Muitos anos depois, viúvo, na companhia do filho mais velho, Newland está em Paris. Surge a oportunidade de visitar a condessa, de reviver o que era, até então, interdito. No último momento, ele recua. Prefere ficar sentado em um banco de praça, em frente ao edifício onde mora Ellen Olenska.

"É mais real para mim aqui do que se eu subisse”, ouviu-se dizendo; e o temor de que essa última sombra de realidade perdesse a força manteve-o preso ao banco, enquanto os minutos se sucediam.
Ali ficou ele durante muito tempo, na penumbra que ia se tornando escuridão, sem desviar os olhos do terraço. Por fim, uma luz brilhou nas janelas, e, um instante depois, um criado saiu para o terraço e fechou os toldos e as venezianas.
Como se fosse o sinal que esperava, Newland Archer levantou-se lentamente e tomou o caminho do hotel.

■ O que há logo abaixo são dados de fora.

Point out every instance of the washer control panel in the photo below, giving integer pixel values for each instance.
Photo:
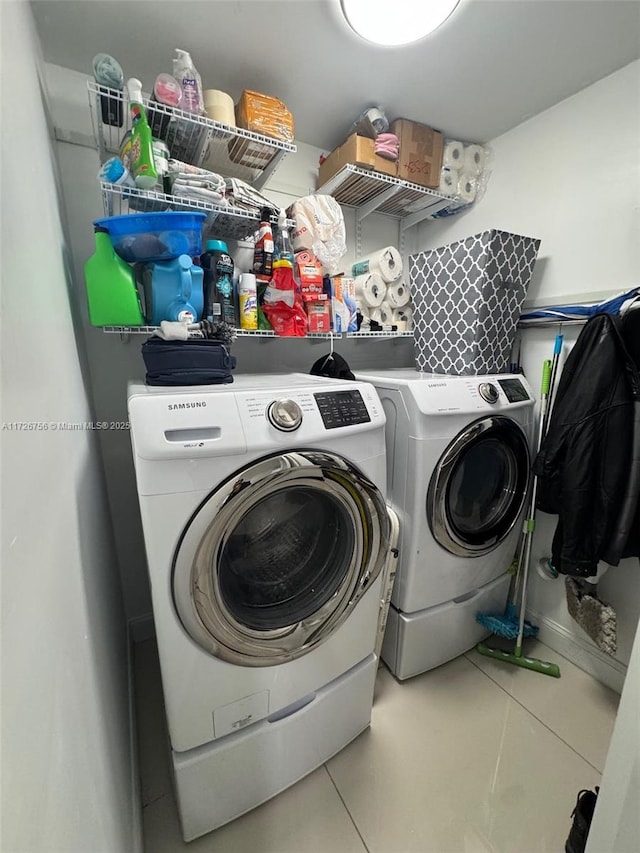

P. S. 1.) Alguns leitores contemporâneos, ao ler ou reler um clássico como A Época da Inocência, provavelmente não conseguirão evitar a reclamação sobre o excesso de informações que caracteriza esse tipo de romanção. As descrições detalhadas resultam em congestionamento visual e em lentidão narrativa. Em alguns momentos, nada acontece – um sinônimo óbvio para o que a modernidade chama de chatice. Provavelmente dirão que o mundo suspenso não está em acordo com o tempo que estamos vivendo – e que exige rapidez, ação e sexo.

P.S.2.) As classes subalternas estão em cena, mas são invisíveis. Criados domésticos, cocheiros, cavalariços, Chefs de cuisine, camareiras, damas de companhia – uma multidão de serviçais aparece transversalmente na narrativa como se fossem sombras que somem na indeterminação toda vez que a luz muda de direção.

P.S.3.) Embora seja um romance que está estruturado no mundo feminino, surpreende que muitas das personagens sejam tratadas como objetos decorativos. Por exemplo, Mrs. Beaufort, que sempre preferia limitar-se a ser bonita e não ter que falar.


P.S.4.) Por diversos motivos, inclusive curiosidade, cabe contrastar o texto literário com a versão cinematográfica – que foi dirigida por Martin Scorsese, em 1993.